The Durango has a standard 290-hp, 3.6-liter V-6 engine that's paired to a five-speed automatic transmission. With either rear- or all-wheel drive, it gets an EPA-estimated 16/23 mpg city/highway and uses regular unleaded gasoline. A 360-hp, 5.7-liter V-8 engine is optional.
SENSE AND STYLE
Family Friendly (Not Really, Fair, Great, Excellent): Excellent
Fun-Factor (None, Some, Good Times, Groove-On): Good Times
My Durango base model was pretty pared down on the inside; there was no multimedia system to test, though it's optional on the SXT trim. I enjoyed not having to learn jump through hoops to figure things out. One thing I did enjoy testing was the comfortable seats. I loved that they were soft yet supportive. I got the driver's seat adjusted just right and wound up being delighted that I drove the Durango all day without fatigue.
For the front row, there's plenty of storage as well as cupholders and bottleholders. In the second row, though, things are slightly less accommodating. There's a small center console between the optional captain's chairs ($795) that works as a step for getting into the third row. A three-seat bench for the second row is standard.
The second and third rows have vents that kids can control, which is great. Otherwise, there weren't many niceties for rear passengers. This can be wonderful if you loathe having to manage entertainment systems and the like, or it can be a bummer if you like things to be posh. Obviously, you can add features if you so desire.

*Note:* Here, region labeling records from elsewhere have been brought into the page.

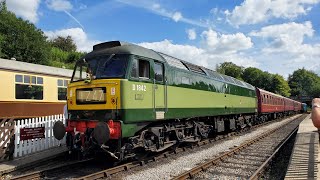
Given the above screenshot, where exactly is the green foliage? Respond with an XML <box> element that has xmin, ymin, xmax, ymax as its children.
<box><xmin>288</xmin><ymin>68</ymin><xmax>320</xmax><ymax>97</ymax></box>
<box><xmin>272</xmin><ymin>74</ymin><xmax>291</xmax><ymax>97</ymax></box>
<box><xmin>49</xmin><ymin>47</ymin><xmax>84</xmax><ymax>69</ymax></box>
<box><xmin>50</xmin><ymin>36</ymin><xmax>77</xmax><ymax>52</ymax></box>
<box><xmin>242</xmin><ymin>67</ymin><xmax>267</xmax><ymax>89</ymax></box>
<box><xmin>0</xmin><ymin>2</ymin><xmax>50</xmax><ymax>64</ymax></box>
<box><xmin>216</xmin><ymin>62</ymin><xmax>244</xmax><ymax>80</ymax></box>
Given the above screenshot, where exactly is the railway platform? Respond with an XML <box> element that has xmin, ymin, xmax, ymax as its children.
<box><xmin>0</xmin><ymin>146</ymin><xmax>68</xmax><ymax>176</ymax></box>
<box><xmin>285</xmin><ymin>114</ymin><xmax>320</xmax><ymax>179</ymax></box>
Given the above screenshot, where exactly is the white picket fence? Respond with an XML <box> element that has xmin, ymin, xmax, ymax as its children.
<box><xmin>14</xmin><ymin>114</ymin><xmax>66</xmax><ymax>157</ymax></box>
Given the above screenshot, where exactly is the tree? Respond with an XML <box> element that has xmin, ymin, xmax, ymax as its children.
<box><xmin>272</xmin><ymin>74</ymin><xmax>291</xmax><ymax>97</ymax></box>
<box><xmin>216</xmin><ymin>62</ymin><xmax>244</xmax><ymax>80</ymax></box>
<box><xmin>288</xmin><ymin>68</ymin><xmax>320</xmax><ymax>97</ymax></box>
<box><xmin>0</xmin><ymin>1</ymin><xmax>50</xmax><ymax>64</ymax></box>
<box><xmin>50</xmin><ymin>36</ymin><xmax>77</xmax><ymax>52</ymax></box>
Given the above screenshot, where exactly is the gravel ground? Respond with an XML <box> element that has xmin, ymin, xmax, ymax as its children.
<box><xmin>122</xmin><ymin>115</ymin><xmax>299</xmax><ymax>180</ymax></box>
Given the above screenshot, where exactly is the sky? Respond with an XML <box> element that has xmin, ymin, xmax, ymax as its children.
<box><xmin>6</xmin><ymin>0</ymin><xmax>320</xmax><ymax>78</ymax></box>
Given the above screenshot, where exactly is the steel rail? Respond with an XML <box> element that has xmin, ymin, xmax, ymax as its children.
<box><xmin>10</xmin><ymin>158</ymin><xmax>93</xmax><ymax>180</ymax></box>
<box><xmin>249</xmin><ymin>127</ymin><xmax>299</xmax><ymax>180</ymax></box>
<box><xmin>76</xmin><ymin>116</ymin><xmax>300</xmax><ymax>180</ymax></box>
<box><xmin>172</xmin><ymin>116</ymin><xmax>302</xmax><ymax>180</ymax></box>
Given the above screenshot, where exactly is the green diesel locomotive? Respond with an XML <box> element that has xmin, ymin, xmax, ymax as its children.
<box><xmin>54</xmin><ymin>41</ymin><xmax>259</xmax><ymax>160</ymax></box>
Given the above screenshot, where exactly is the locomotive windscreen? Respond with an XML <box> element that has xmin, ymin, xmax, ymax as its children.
<box><xmin>76</xmin><ymin>87</ymin><xmax>106</xmax><ymax>104</ymax></box>
<box><xmin>72</xmin><ymin>54</ymin><xmax>129</xmax><ymax>82</ymax></box>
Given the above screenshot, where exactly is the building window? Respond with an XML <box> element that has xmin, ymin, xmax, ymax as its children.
<box><xmin>57</xmin><ymin>79</ymin><xmax>69</xmax><ymax>100</ymax></box>
<box><xmin>15</xmin><ymin>74</ymin><xmax>43</xmax><ymax>100</ymax></box>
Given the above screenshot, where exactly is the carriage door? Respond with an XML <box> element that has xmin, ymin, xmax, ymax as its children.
<box><xmin>153</xmin><ymin>61</ymin><xmax>167</xmax><ymax>119</ymax></box>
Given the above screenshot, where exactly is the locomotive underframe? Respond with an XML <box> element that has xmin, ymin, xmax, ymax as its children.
<box><xmin>67</xmin><ymin>114</ymin><xmax>271</xmax><ymax>160</ymax></box>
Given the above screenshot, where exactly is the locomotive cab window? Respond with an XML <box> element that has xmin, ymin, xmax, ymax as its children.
<box><xmin>57</xmin><ymin>79</ymin><xmax>69</xmax><ymax>100</ymax></box>
<box><xmin>15</xmin><ymin>74</ymin><xmax>43</xmax><ymax>100</ymax></box>
<box><xmin>131</xmin><ymin>59</ymin><xmax>150</xmax><ymax>79</ymax></box>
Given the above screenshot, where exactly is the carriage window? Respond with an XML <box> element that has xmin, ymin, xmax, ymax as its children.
<box><xmin>131</xmin><ymin>59</ymin><xmax>138</xmax><ymax>78</ymax></box>
<box><xmin>57</xmin><ymin>79</ymin><xmax>68</xmax><ymax>100</ymax></box>
<box><xmin>154</xmin><ymin>62</ymin><xmax>163</xmax><ymax>82</ymax></box>
<box><xmin>16</xmin><ymin>74</ymin><xmax>22</xmax><ymax>82</ymax></box>
<box><xmin>58</xmin><ymin>79</ymin><xmax>63</xmax><ymax>86</ymax></box>
<box><xmin>37</xmin><ymin>77</ymin><xmax>43</xmax><ymax>84</ymax></box>
<box><xmin>23</xmin><ymin>75</ymin><xmax>30</xmax><ymax>83</ymax></box>
<box><xmin>139</xmin><ymin>60</ymin><xmax>150</xmax><ymax>79</ymax></box>
<box><xmin>31</xmin><ymin>76</ymin><xmax>37</xmax><ymax>84</ymax></box>
<box><xmin>15</xmin><ymin>74</ymin><xmax>43</xmax><ymax>100</ymax></box>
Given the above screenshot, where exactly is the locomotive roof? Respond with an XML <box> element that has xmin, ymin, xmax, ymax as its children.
<box><xmin>85</xmin><ymin>41</ymin><xmax>165</xmax><ymax>62</ymax></box>
<box><xmin>85</xmin><ymin>41</ymin><xmax>255</xmax><ymax>90</ymax></box>
<box><xmin>257</xmin><ymin>88</ymin><xmax>289</xmax><ymax>99</ymax></box>
<box><xmin>0</xmin><ymin>58</ymin><xmax>73</xmax><ymax>78</ymax></box>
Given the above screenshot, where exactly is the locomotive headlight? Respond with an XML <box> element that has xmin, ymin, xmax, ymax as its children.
<box><xmin>53</xmin><ymin>121</ymin><xmax>66</xmax><ymax>140</ymax></box>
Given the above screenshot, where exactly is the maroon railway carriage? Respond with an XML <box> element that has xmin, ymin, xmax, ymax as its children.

I liked the captain's chairs; they tumble and fold forward as long as child-safety seats aren't installed on them. Each of my kids had their own space to do with as they (mostly) pleased, and I laughed when they decided their favorite seating configuration was one of them in the passenger's side captain's chair in the second row and the other in the driver's side seat in the third row. I think this allowed maximum spread-outedness. The legroom in both rows was plentiful. I could sit comfortably in the third row.
What I didn't like about the Durango was its lack of rear visibility. Sure, it was cool that the Durango had a third-row head restraint "dumping" button on the center stack that made them fold down. But with no backup camera on my test car, backing up became an exercise in extreme caution, and with the high windows, I double- and triple-checked when changing lanes.
IT'S THE LITTLE THINGS THAT COUNT
Storage Compartments (Puny, Fair, Ample, Galore): Fair-Ample
Cargo/Trunk Space (Puny, Fair, Ample, Galore): Galore
The 2013 Dodge Durango has been named a Top Safety Pick by the Insurance Institute for Highway Safety. To earn IIHS' second-highest award, a car must receive the top score of Good in moderate overlap, side-impact, roof-strength and rear crash tests. It also received an overall safety score of four stars of five from the National Highway Traffic Safety Administration. It scored four stars in the frontal crash test, five stars in the side-impact test and three stars in the rollover test.
The Durango SXT has standard rear-wheel drive, four-wheel-disc antilock brakes with brake assist, an electronic stability system with antiroll control and traction control, active front head restraints and six airbags, including side curtains for all three rows. All-wheel drive, a backup camera and rear parking sensors are optional.
This three-row SUV had two sets of lower Latch anchors in the second row's captain's chairs. The Latch anchors were almost hanging out from between the back and bottom seat cushions and were easy to use. There are four top tether anchors -- two in the second and third rows -- that are easy to use. The seat belt buckles sit on stable bases, though they're a little far down for shorter arms to reach. A rear-facing infant-safety seat fit just fine in the second row.